Nachdem die Ehe vollzogen war, schrieb er seiner Mutter, nun könne sie seine Rückkehr nicht mehr verwehren, denn er führe ihr eine wahrhaft vollkommene Schwiegertochter zu. Aber als die Dame sich erkundigte, wen er geheiratet habe, ward sie inne, daß es ihrer beider Tochter war. Hierob ward sie so verzweifelt, daß sie fast gestorben wäre; denn sie sah nun, daß sie das Unheil um so schlimmer machte, je mehr sie es verhüten wollte. Und da sie nicht wußte, was tun, so ging sie zu dem Legaten von Avignon, beichtete ihm ihre grauenhafte Sünde und erbat sich seinen Rat. Der ließ etliche Doktores theologiae rufen, um ihr Gewissen zu beruhigen, unterbreitete ihnen ohne Namensnennung den Fall und eröffnete alsdann der Dame: sie dürfe ihren Kindern nie enthüllen, wie es mit ihnen stände. Denn jene hätten in ihrer Unwissenheit keine Sünde begangen; sie hingegen müsse nun ihr Lebelang büßen, ohne es sich aber merken zu lassen.
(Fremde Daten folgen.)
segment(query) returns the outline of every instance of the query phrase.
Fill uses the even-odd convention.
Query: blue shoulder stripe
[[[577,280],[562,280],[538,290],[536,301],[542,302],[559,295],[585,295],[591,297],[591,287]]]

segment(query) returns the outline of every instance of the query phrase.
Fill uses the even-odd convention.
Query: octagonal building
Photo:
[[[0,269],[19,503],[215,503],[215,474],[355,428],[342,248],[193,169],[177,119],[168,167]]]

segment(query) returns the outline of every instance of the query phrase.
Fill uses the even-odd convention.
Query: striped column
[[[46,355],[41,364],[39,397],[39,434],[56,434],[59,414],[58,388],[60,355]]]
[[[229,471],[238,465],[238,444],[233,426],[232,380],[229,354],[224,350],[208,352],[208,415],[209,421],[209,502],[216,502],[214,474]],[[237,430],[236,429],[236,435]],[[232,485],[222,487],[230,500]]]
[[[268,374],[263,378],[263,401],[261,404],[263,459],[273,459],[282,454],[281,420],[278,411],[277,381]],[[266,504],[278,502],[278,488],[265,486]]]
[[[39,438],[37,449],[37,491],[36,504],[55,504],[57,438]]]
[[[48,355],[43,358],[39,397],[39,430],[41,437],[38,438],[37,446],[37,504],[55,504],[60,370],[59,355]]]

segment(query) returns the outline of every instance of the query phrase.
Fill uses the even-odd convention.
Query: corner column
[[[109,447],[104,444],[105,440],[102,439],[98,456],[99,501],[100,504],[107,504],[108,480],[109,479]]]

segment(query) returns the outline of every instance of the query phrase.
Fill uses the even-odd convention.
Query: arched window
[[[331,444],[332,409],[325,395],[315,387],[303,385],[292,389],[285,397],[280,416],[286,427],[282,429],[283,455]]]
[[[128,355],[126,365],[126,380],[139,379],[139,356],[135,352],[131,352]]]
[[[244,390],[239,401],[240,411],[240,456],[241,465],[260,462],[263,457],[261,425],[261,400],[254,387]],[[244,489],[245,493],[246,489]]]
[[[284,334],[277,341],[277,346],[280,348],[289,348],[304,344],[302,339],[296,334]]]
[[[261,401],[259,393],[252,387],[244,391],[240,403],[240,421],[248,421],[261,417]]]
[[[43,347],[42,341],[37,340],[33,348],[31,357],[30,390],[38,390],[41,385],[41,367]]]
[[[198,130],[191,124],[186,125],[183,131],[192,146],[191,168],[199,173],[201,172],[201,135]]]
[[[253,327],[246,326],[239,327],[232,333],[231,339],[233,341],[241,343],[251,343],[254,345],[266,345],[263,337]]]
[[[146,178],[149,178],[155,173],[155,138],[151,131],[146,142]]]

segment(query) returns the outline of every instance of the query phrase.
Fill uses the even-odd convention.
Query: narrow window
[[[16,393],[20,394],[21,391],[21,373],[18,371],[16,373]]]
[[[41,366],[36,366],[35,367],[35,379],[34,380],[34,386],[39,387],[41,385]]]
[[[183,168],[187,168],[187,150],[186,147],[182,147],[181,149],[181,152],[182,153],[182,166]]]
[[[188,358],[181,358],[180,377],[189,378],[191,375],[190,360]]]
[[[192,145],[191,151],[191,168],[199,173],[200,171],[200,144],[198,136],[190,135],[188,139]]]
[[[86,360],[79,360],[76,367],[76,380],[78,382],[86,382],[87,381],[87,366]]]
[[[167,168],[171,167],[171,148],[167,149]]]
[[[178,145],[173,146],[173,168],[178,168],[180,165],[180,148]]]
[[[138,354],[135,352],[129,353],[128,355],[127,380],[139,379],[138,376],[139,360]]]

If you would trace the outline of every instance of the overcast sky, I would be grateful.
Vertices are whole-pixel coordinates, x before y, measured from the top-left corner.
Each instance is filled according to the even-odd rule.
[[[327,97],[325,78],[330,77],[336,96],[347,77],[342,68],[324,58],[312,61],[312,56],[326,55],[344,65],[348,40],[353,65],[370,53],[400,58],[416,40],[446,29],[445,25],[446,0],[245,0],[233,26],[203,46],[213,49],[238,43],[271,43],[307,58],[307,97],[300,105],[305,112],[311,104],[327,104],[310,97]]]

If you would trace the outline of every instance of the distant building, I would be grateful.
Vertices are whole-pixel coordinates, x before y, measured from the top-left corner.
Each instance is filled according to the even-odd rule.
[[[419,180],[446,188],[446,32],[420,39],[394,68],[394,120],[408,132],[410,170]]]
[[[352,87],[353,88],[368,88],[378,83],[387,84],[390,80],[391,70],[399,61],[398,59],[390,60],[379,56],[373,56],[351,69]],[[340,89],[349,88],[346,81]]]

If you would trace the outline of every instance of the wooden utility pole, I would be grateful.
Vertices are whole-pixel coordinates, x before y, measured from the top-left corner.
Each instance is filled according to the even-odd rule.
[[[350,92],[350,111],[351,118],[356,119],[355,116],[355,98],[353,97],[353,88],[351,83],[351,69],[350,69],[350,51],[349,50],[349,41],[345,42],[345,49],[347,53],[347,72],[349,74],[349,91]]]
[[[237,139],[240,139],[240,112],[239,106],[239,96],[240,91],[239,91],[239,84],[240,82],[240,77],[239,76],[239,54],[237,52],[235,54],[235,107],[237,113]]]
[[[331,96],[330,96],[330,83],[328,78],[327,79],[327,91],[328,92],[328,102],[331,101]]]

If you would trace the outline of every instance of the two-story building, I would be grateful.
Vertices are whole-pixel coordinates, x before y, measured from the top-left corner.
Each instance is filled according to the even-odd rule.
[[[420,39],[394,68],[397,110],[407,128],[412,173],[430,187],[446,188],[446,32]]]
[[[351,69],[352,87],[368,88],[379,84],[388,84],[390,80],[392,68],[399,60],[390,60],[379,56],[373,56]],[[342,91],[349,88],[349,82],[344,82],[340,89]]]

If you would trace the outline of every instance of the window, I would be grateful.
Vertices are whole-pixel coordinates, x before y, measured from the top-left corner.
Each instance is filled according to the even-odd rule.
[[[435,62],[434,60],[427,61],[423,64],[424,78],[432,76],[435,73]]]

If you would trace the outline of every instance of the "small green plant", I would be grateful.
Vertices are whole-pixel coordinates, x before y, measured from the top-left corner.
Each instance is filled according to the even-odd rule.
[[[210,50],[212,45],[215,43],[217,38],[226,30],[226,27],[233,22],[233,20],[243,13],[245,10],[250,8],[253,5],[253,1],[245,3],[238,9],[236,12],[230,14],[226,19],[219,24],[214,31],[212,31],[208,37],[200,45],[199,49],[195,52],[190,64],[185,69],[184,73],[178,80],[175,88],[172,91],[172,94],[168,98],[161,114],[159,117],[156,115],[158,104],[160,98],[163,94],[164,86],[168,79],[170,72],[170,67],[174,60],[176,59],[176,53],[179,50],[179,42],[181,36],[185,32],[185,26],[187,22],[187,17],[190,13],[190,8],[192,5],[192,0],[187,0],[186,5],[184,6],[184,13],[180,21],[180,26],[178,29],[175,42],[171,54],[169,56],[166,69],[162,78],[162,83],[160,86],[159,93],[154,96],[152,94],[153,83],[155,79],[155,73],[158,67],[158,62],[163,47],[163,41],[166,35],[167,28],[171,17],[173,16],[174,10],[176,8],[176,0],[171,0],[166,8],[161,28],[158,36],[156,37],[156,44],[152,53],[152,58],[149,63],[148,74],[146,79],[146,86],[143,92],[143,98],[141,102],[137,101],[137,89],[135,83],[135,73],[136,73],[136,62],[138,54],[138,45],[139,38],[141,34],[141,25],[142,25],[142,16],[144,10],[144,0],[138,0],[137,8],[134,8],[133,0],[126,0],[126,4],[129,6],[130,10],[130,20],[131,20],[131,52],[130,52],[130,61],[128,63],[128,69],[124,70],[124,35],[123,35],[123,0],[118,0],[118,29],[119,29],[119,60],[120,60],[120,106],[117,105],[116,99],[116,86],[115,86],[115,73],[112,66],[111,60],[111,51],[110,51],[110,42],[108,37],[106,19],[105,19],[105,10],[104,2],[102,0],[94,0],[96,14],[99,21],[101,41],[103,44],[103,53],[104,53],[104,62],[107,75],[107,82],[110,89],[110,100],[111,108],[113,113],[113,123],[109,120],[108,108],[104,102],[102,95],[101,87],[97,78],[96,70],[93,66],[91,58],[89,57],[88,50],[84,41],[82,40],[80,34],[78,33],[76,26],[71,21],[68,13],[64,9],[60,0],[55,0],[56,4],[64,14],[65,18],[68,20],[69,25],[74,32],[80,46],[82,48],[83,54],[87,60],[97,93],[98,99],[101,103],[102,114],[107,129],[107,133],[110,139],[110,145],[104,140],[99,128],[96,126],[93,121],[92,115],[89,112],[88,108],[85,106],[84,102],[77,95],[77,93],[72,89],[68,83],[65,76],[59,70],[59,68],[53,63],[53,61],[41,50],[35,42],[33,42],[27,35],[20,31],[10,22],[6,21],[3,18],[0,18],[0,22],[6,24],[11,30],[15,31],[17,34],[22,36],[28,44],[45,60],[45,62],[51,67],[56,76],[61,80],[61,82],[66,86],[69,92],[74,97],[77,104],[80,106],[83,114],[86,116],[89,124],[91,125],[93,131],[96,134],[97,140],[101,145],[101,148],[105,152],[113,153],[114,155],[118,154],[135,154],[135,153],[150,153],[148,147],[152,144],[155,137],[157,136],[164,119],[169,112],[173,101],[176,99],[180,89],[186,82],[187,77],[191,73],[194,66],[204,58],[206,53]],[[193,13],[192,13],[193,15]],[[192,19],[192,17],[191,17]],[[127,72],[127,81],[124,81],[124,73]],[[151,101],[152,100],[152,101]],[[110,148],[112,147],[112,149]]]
Alsbald kehrte denn also die Dame wieder heim, und bald kamen dann auch ihre Kinder, die sich in so heißer Liebe zugetan waren, daß ihre Zuneigung kaum je ihresgleichen finden dürfte; immerhin war sie ja aber auch zugleich seine Tochter, seine Schwester und sein Weib, und er hinwiederum ihr Vater, Bruder und Gatte. Und ihre Liebe ließ niemals nach; die arme Mutter aber, die unter Kasteiungen lebte, konnte nie mit ansehen, daß jene sich herzten, ohne von dannen zu eilen und bitterlich zu weinen.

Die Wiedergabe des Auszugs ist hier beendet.